Last step was the paint gun clean up. Turns out, if you ask a bunch of dumb questions, and that delays cleaning out the gun, the primer will harden in the gun. I got the bonus class on how to break the gun all the way down and clean it. I didn't bring it up, but, I kinda wanted to grab a stop watch and blindfold, and have Jerry put it back together.

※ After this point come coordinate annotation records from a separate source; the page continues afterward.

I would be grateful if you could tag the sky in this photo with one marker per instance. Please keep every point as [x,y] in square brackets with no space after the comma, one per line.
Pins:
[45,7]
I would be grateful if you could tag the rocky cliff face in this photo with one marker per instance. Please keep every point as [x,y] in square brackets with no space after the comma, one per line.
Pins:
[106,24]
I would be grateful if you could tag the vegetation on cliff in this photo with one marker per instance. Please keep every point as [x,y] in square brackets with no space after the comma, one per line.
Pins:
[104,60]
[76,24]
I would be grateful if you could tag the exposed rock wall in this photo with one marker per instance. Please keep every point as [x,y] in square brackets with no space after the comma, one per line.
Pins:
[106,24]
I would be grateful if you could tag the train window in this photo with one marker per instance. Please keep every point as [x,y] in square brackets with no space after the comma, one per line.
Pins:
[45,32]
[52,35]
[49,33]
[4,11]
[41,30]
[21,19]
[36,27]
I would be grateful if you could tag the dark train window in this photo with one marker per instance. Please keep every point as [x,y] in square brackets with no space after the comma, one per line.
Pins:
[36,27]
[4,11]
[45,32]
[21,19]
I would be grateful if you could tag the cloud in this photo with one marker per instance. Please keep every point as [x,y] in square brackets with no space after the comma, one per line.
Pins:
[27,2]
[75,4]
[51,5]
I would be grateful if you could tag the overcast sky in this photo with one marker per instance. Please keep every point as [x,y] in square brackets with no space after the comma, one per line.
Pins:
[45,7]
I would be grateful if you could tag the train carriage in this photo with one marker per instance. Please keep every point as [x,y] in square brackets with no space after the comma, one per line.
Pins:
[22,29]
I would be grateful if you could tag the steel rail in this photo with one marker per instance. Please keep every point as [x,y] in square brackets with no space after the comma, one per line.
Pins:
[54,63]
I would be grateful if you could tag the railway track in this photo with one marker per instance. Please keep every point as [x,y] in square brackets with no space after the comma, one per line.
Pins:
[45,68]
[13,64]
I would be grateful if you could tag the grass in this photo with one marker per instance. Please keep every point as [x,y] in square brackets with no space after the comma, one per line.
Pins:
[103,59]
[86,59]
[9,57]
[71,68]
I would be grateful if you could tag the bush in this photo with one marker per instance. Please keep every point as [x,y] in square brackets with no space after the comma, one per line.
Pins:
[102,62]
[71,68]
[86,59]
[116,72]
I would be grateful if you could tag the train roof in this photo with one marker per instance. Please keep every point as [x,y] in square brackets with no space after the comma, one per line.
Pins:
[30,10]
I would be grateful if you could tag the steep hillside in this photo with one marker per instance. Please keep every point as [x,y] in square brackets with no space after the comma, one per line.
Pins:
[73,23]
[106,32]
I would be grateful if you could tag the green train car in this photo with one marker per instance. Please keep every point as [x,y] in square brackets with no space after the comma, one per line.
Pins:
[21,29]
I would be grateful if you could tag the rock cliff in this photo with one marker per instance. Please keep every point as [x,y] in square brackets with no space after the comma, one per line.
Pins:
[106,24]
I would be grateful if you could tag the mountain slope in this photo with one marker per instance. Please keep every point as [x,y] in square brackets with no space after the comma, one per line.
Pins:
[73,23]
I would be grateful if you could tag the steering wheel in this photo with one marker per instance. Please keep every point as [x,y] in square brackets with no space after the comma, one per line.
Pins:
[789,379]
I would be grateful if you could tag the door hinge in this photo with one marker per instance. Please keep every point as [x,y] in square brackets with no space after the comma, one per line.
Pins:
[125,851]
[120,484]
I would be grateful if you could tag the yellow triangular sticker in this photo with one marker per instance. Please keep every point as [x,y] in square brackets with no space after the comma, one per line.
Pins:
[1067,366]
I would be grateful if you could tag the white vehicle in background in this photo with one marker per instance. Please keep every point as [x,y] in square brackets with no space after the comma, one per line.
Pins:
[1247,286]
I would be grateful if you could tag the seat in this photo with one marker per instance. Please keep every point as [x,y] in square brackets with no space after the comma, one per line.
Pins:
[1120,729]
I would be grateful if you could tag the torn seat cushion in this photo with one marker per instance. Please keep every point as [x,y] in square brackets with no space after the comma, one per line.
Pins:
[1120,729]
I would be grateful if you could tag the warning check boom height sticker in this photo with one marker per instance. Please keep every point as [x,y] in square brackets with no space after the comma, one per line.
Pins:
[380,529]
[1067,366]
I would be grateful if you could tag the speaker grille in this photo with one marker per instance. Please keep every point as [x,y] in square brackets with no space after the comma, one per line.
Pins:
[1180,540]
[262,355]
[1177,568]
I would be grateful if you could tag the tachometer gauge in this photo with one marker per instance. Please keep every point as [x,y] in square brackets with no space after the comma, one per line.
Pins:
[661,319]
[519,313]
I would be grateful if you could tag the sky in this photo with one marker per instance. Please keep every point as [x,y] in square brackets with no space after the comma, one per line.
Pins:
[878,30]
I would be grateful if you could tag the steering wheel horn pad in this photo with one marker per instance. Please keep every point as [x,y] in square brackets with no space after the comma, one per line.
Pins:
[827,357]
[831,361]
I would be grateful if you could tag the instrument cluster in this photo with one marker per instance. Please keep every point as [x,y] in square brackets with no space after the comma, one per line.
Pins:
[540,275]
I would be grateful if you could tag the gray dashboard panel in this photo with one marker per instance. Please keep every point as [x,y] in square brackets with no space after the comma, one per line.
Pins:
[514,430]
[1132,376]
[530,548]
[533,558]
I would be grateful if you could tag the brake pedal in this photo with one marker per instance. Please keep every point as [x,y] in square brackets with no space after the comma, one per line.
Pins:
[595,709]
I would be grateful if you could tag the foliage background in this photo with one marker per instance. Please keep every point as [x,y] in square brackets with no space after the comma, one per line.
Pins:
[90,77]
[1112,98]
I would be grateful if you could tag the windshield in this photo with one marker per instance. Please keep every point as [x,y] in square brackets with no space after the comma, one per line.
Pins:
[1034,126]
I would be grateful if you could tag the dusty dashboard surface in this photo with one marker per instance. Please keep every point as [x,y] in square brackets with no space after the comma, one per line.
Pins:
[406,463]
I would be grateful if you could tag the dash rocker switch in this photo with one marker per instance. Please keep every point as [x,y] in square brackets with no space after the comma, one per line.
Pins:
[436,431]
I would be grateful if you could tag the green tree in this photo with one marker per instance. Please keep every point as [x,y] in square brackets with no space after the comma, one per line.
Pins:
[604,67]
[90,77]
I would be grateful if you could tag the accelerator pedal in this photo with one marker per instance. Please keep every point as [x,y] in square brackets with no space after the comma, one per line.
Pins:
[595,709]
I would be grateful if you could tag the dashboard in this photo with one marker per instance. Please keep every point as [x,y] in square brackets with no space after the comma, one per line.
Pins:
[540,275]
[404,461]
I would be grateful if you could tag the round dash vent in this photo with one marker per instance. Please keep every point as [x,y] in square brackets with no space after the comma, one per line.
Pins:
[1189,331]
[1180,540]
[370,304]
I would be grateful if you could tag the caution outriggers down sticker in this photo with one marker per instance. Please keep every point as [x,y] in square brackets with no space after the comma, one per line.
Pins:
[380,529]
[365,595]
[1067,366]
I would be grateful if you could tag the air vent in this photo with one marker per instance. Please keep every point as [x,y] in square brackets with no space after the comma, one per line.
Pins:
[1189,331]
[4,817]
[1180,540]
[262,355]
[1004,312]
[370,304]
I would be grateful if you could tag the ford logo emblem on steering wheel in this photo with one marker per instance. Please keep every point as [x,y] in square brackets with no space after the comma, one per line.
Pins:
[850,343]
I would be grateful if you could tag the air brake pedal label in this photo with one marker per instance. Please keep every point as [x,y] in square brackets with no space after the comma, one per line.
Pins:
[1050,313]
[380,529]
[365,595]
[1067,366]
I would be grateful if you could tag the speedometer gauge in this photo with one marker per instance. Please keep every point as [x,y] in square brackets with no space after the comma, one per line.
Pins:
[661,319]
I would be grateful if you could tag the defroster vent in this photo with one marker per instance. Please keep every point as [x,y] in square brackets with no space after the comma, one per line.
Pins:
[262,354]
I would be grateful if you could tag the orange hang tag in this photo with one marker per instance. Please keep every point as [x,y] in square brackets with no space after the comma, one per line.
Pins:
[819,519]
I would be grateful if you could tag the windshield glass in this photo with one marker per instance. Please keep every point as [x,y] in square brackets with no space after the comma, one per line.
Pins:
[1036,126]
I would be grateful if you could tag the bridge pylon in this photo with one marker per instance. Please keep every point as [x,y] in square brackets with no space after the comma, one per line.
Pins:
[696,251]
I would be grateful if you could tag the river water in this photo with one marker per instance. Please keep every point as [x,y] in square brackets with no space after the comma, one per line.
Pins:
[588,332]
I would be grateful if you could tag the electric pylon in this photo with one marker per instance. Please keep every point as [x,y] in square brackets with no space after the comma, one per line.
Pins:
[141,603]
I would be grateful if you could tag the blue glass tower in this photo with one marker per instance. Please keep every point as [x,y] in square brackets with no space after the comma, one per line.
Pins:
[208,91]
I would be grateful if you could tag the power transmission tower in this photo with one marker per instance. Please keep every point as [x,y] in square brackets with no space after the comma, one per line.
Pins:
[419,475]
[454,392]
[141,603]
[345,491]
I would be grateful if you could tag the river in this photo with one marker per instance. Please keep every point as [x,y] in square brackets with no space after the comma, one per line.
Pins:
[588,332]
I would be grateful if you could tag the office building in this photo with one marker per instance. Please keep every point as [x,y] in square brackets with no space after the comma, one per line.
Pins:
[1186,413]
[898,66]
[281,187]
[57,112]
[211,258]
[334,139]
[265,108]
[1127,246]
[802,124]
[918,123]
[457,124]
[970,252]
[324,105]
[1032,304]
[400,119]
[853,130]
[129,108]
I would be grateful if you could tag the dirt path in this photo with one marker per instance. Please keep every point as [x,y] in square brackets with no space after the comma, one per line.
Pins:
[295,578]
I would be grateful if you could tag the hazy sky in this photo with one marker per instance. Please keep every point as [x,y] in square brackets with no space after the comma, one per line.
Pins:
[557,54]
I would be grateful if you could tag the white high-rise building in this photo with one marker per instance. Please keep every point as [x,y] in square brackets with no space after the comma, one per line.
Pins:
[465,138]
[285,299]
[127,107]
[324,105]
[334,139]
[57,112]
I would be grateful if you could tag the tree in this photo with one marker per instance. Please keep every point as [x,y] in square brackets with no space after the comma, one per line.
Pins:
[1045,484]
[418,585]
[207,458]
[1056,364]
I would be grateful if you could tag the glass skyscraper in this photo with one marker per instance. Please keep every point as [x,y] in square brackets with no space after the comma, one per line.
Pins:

The "after New Years" sale on fireworks must have been incredible, and my thrifty neighbors have taken full advantage. Its like the 4th of July - every day! My dogs are as rattled as I am when Jerry looks at my body work. I do drool a bit less though. So, after another intense inspection - all is ok - time to prep the car. A light sanding to expose fresh metal, lots of compressed air - and a final wipe down with "Whip Out" - and I am ready for the "primer class". Another "suggestion" on the primer, we are using "Slick Sand", and a fairly high end version of that. We go over the plan:
Its explained that it is like spray body filler. We are going to put a bunch of it on, and take a bunch of it off. Using the 80 grit sand paper, and the paint sticks we just used on the body filler. So, its kinda the same as what we just spent a month doing...."No", Jerry says, but it sounds like it to me...All along Jerry has been telling me we will use 3 coats - sanding the first one with 80 grit, the second with 180, and the final with 400 wet. I got all that. Now he is talking about hitting the car 3 times right now. With no sanding in between. As lost as a Second Lieutenant with a map and compass, I point out this glaring discrepancy in the plan. Turns out I wasn't paying proper attention - my idea of a "coat" and a painters are not the same thing! We are going to cover the car 3 times for EACH coat. That's 9 times, for those of you as dim as me. But, if my body work doesn't suck too bad, we may only go around twice on the last coat. Have to wait and see...
So, now its Chemistry 101. But without the Bunsen burners this time. The primer is reduced to the desired flow rate. And we decide thick for the first coat. We will reduce it more each time, so the final is about 20%. Then the science of hardener vs temp/humidity comes to play. It seams as exacting as a politicians moral compass. Kinda like the harder in the body filler. Primer is mixed, and the clock is ticking.
Jerry and I had made a dry-run rehearsal, so we both knew what was coming. He would shoot the first pass, I would shoot the second, and he was going to "clean up" on the 3rd. The only part we didn't practice was that he was going to do his "Drill Instructor SGT Simpson" impersonation over my shoulder during the second pass. It felt like I was home...on Parris Island again. His instruction was easy to follow: "FASTER!!!....SLOWER!!!....FEATHER!!!....MORE TRIGGER!!!....". I expected to get the command "MOUNTAIN CLIMBERS TILL YOU DIE - GO!", but it never came. Instead we had a debrief on what went well, and what I needed to work on - there were 6 more passes to go - and then color and clear coat. Jerry said he wasn't yelling, just talking loud enough to be heard over the compressor - but he never did explain the "bony maggot" reference...
Last step was the paint gun clean up. Turns out, if you ask a bunch of dumb questions, and that delays cleaning out the gun, the primer will harden in the gun. I got the bonus class on how to break the gun all the way down and clean it. I didn't bring it up, but, I kinda wanted to grab a stop watch and blindfold, and have Jerry put it back together.